Despite overall sales slipping 1.5% in the first quarter, the BMW Group sold over 64,000 fully electric vehicles, up over 80% from last year. In an impressive showing, BMW brand EV sales more than doubled (+112.3%) in Q1 and will remain the “main growth driver” this year.
BMW EV sales double in Q1 with further growth expected
The BMW Group, including MINI, delivered 64,647 pure EVs in the first quarter, up 83.2% year-over-year (YOY) as the automaker gathers momentum.
Overall MINI brand sales fell nearly 10%, but the automaker says demand for the electric MINI Cooper SE remains high. Looking ahead, BMW remains confident in the brand, following the launch of the MINI Cooper SE Convertible earlier this year, as it transitions to a fully electric brand by 2030.
Meanwhile, BMW brand EV sales climbed to 55,979 units in Q1, more than doubling (+112.3%) once again, while many EV makers have struggled through the first three months of 2023.
Pieter Nota, a member of the board of management of BMW AG, explained the significant growth that EVs are bringing to the company, stating:
Our fully-electric vehicles, in particular, are benefiting from high demand around the globe. We were therefore able to maintain the dynamic pace of our electromobility ramp-up in the first quarter.
The higher electric sales were due to demand for the BMW iX, iX3, i4, and the i7 full-sized luxury sedan launched this past November, its first fully electric 7-series model (and the largest in its lineup thus far).
With the launch of its first full electric BMW i5 later this year, followed by the BMW iX2 and all-electric 5 Series Touring, the automaker says it will offer at least one fully electric model in every major segment. As a result, it anticipates a “steep growth trajectory” in the next few years.
By 2026, BMW plans for about one in every three new vehicles to have a fully electric drivetrain as it looks to keep pace in the rapidly evolving auto industry.
BMW Group is preparing to launch its first ultra-luxury electric super coupe, the Rolls Royce Spectre, in the fourth quarter as the prestige brand also transitions to an all-electric lineup by the end of the decade.
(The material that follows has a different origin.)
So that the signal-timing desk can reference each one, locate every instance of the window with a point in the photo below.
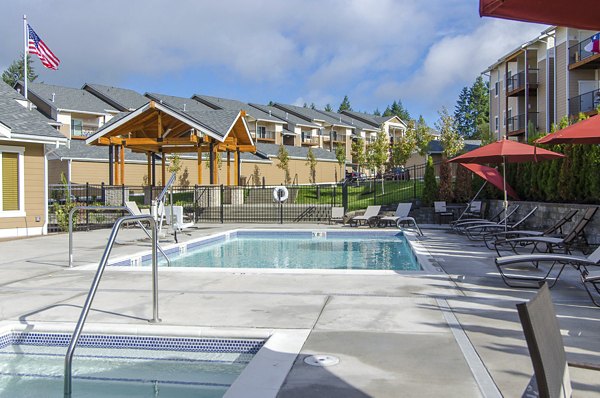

Nota says fully electric vehicles, including premium models such as the i7, will be the “main growth driver” in 2023 and remains confident it will continue its expansion this year.
Despite plans for a 50% EV sales share by 2030, if the automaker continues at this pace, BMW will have no choice but to become an all-electric brand well ahead of its target.
Evidently, from the sales numbers, this is what buyers are demanding. MINI and Rolls Royce are going all-electric by 2030, along with Mercedes, Jaguar, Volvo, Cadillac, Alfa Romeo, and more, so why is the BMW brand only aiming for a 50% EV sales share by then?